Offline Dataset

The offline dataset in collected_data consists of offline samples in two tasks (walker_run and walker_walk), each having two levels of data qualities (medium and medium-replay), where the medium data has higher overall quality than medium-replay. The data was collected in the replay buffer when training a TD3 agent in the walker_walk and walker_run environment. The folder custom_dmc_tasks contains the environment specifications for the tasks. In the example given in agent_example.py, you mey refer to the load_data function for offline data loading and the eval function for testing in these environments.

Agent

In this project, we are training an agent to learn from the offline datasets for a policy that could perform well in both walker_walk and walker_run tasks. The agent you implement should follow the interface in the Agent class in agent_example.py. Please note that the training of the agent could only use the given offline data, and the online environment can only be used for agent evaluation.

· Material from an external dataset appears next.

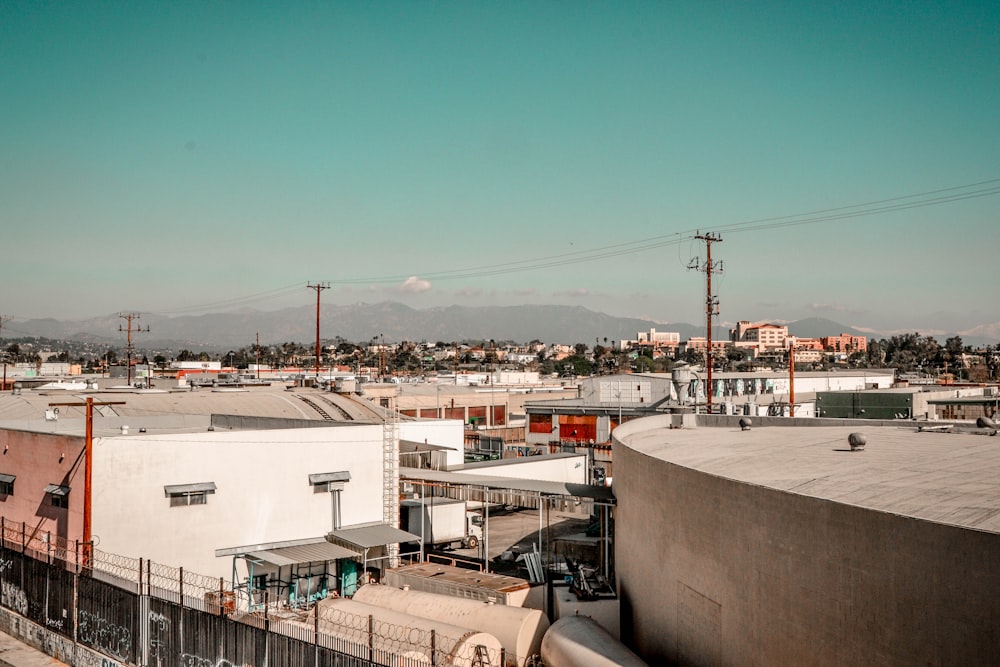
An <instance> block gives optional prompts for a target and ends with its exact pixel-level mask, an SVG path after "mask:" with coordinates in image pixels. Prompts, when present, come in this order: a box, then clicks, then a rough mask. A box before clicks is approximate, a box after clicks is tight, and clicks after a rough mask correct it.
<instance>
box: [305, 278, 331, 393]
mask: <svg viewBox="0 0 1000 667" xmlns="http://www.w3.org/2000/svg"><path fill="white" fill-rule="evenodd" d="M306 287H307V288H308V289H313V290H316V382H317V383H319V360H320V347H319V294H320V292H322V291H323V290H325V289H330V283H315V284H313V283H308V284H306Z"/></svg>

You need to submit your code implementation of the agent that follows the given interface, alongside with an agent checkpoint and an instruction to load and test the checkpoint for evaluation.

Package Specifications

  • dm_control==1.0.14
  • gym==0.21.0

Agent specification

  • CDS: cql_cds.py
  • Ours without distributional Q-value: dw_cds.py
  • Ours without data reweighting: dist_cds.py
  • Ours: ddr_cds.py

Running evaluation script with our pretrained checkpoint

  • python agent_example.py

The total episode reward for walking task should be around 920, and around 315 for running task.